Ok, Im getting ready to have the Phantom painted now that I have all the pieces I need to fully restore it, what would you guys say is a fair price for a paint job? I was quoted $350 to blast the frame, forks rack, headlight, and tank, and to paint the parts and apply the decals and pin stripes. You think thats a good deal? Keep in mind, Im in socal so prices are all over the map around here.


Let me know what you think.


----------



## Lawrence Ruskin (Apr 3, 2012)

That would be a good deal in this neck of the woods.


----------



## ohdeebee (Apr 3, 2012)

That's about where I would be at for that paint job.
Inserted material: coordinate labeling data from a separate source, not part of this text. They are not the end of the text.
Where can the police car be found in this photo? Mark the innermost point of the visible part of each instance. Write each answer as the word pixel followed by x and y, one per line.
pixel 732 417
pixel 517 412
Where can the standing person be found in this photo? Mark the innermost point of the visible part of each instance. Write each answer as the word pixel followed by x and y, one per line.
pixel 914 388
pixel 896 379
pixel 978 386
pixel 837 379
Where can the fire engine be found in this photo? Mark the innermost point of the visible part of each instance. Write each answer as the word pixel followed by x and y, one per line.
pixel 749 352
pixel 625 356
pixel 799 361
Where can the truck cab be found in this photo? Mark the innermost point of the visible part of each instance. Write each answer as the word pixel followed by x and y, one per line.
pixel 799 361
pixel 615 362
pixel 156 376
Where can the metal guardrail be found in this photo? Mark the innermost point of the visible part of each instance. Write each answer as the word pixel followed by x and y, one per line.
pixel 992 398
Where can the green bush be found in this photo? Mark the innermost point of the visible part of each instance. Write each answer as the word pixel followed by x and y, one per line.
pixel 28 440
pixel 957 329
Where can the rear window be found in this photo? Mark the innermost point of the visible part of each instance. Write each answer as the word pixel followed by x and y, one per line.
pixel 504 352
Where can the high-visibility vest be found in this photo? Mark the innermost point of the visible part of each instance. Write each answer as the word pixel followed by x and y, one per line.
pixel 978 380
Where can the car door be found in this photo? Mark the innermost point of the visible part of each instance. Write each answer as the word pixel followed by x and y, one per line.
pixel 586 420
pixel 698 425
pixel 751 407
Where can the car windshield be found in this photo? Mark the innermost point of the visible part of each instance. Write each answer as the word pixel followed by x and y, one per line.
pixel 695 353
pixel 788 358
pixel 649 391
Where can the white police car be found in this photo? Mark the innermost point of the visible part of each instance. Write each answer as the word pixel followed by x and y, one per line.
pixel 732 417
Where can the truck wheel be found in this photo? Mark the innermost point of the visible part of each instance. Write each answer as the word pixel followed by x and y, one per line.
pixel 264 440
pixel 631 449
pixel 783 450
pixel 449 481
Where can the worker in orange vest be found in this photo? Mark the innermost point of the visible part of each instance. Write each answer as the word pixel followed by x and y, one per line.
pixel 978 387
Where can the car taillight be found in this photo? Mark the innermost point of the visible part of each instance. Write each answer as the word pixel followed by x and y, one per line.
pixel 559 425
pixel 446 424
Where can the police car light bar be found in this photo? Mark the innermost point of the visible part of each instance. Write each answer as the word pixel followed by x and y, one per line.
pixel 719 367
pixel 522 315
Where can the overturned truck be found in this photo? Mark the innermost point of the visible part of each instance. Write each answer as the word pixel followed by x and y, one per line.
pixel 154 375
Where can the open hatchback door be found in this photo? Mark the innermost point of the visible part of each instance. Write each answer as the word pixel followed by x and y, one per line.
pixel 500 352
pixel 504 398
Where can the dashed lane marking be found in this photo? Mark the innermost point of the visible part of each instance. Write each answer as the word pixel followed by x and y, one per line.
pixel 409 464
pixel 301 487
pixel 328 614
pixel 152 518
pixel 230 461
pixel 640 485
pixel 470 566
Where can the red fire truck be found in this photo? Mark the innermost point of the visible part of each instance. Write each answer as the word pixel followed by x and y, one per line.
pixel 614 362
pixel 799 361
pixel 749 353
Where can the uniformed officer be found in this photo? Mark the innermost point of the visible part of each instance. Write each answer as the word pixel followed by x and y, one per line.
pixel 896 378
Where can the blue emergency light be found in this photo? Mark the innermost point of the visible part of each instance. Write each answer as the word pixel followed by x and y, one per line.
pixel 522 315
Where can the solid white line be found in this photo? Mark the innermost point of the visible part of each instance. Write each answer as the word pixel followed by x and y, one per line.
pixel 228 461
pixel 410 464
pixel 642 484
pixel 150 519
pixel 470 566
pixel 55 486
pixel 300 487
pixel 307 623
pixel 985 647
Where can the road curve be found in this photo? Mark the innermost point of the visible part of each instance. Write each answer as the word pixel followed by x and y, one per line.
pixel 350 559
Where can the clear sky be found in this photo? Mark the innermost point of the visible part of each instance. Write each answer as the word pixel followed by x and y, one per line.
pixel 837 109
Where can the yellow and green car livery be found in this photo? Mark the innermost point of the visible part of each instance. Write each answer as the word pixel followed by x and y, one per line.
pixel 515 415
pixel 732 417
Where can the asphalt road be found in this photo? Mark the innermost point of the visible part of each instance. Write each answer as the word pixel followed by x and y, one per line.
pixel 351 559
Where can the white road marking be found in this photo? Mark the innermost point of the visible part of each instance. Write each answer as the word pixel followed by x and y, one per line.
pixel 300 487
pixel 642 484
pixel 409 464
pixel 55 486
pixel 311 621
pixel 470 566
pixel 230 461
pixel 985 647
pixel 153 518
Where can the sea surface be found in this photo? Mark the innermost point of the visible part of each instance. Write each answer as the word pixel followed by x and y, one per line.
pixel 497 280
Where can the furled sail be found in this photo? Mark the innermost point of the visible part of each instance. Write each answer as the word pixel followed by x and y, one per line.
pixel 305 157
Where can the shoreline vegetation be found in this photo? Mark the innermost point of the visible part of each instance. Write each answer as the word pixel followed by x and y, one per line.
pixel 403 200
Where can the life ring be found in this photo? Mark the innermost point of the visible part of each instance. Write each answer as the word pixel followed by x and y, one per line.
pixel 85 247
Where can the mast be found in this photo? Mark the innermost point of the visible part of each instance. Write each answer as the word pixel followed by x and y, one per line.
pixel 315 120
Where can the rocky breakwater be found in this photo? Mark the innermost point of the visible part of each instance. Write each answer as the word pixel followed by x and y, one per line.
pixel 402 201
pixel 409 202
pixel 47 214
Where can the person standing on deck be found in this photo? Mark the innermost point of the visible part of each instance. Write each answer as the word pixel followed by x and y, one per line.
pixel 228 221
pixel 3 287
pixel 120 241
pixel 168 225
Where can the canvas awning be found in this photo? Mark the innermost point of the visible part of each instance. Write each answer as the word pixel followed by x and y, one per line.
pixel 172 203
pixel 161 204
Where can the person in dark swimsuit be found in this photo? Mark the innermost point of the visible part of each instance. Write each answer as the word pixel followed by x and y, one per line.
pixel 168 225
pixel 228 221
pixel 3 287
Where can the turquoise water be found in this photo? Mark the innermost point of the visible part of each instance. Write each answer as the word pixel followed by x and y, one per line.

I would upcharge a bit for the striping. Are you going with with single stage color or are you using a clear coat?


----------



## Freqman1 (Apr 3, 2012)

I think that's a good deal if its pro quality. I would think some of the top guys are easily charging double that for a Phantom. v/r Shawn


----------



## snickle (Apr 3, 2012)

Ok yeah this guy has done a few phantoms and they look great, the only thing I dont like is that he uses stickers for the pin striping and he likes to clear coat everything down to the badge. I dont want it clear coated because I want it to look as original as I can as far as paint quality. What would I tell him to put on it to protect the paint as opposed to clear coat?

I want him to paint it, then I want to put the old 1951 patina'd badge back on it and leave it like that.


----------



## HIGGINSFOREVER (Apr 3, 2012)

snickle said:


> Ok, Im getting ready to have the Phantom painted now that I have all the pieces I need to fully restore it, what would you guys say is a fair price for a paint job? I was quoted $350 to blast the frame, forks rack, headlight, and tank, and to paint the parts and apply the decals and pin stripes. You think thats a good deal? Keep in mind, Im in socal so prices are all over the map around here.
> 
> 
> Let me know what you think.




If thats two tone just like original jump on it and get it in writing.


----------



## antque (Apr 3, 2012)

*Phantom Paint*

That's a great price, But you're getting what you're paying for,  I restored two Phantoms over 20 years ago and they wanted over $500 just to paint, no frame prep. Just remember the pin stripes were hand done at the factory and using tape and clear coating over them is the easy way out and won't look right. If you're going to do it do it right and you'll never be sorry.


----------



## Larmo63 (Apr 3, 2012)

I wouldn't do the clear coat thing either. It just doesn't look right. 

It looks beautiful, but not period. Ask Bobcycles what he charges.


----------



## snickle (Apr 3, 2012)

Right on, I feel better about it now, thanks guys.


----------



## videoranger (Apr 4, 2012)

I prefer using acrylic enamel with a hardener, color sand and hand polish for a glass smooth finish that's very durable. Two and three stage paints just don't look the same.


----------



## antque (Apr 4, 2012)

*Phantom Paint*

Here is a Red Phantom I restored in 1991. The bike is what I started with and what is was when I finished. The paint was car enamel, with hardener. I did all the painting myself because of the price I was quoted, I thought I might as well try. I sand blasted the frame, did all the prep work. The bike is just paint and rubbing out and buffing, NO Clear Coat. the pin stripes were hand done, the bike looked factory when completed, After painting the paint cured for over 3 months before finishing.


----------



## prewar (Apr 30, 2012)

*Paint*

Do your homework. 
Look into referrals.
It will not do you any good if the project comes in at your budget or under if it's screwed up. 
Or
You have a quote at $350 and the price is way over and they have your bike. 
Again. Do your homework. 
Good luck.


----------